Grateful that we were on a flat, easy, soft path, Coco and I jogged at a leisurely pace. The weather was beautiful, in the mid-60s and the breeze carried the sounds of chirping birds and happy, yipping dogs. With each footfall, I could feel the magic of running return. I contemplated my connection to the earth beneath my feet and how I depend on it to catch me and propel me forward. Coco looked back at me with a smile, happy to be running again and exploring new territory. We came to a bench, and I noticed an inscription.
Looking up, I took in the vista and felt overwhelmed with gratitude.
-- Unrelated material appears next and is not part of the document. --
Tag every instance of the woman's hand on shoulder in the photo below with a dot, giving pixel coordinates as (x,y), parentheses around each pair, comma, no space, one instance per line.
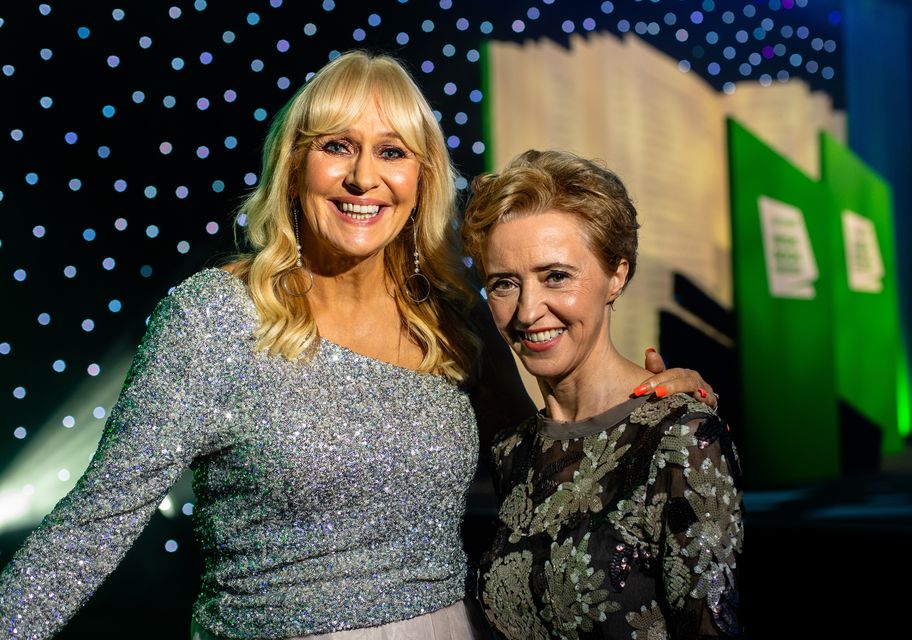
(666,382)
This is what keeps me running. The connection to the environment when I’m out there with my thoughts and my pup and my freedom. I always forget how much running benefits my mental health, not just my physical health. This is what I need to remember when I feel like I don’t have time, or when I’m cozy warm in my bed and don’t want to get up early to run, or when I’m just plain being lazy.
Eager to keep exploring, we started again. My pace was poor and Coco was so happily enthralled in all the new things that she kept pulling me off my gait. It didn’t matter. I was out there, in the sunshine under a brilliant blue sky and the fog was lifting. I wasn’t in front of my computer. I wasn’t stuck at home doing math problems. I was out in the world being human. I was free!
Stopping to tie my shoe, my Momentum shoe tag reminded me that what I perceived as the main obstacle to running, my lack of time, is really an excuse. I must make time for running. I need to make time for fitness. I have to make time for myself.
How do you fight fitness boredom? What unexpected benefits do you get from getting out there? Tell me in the comments!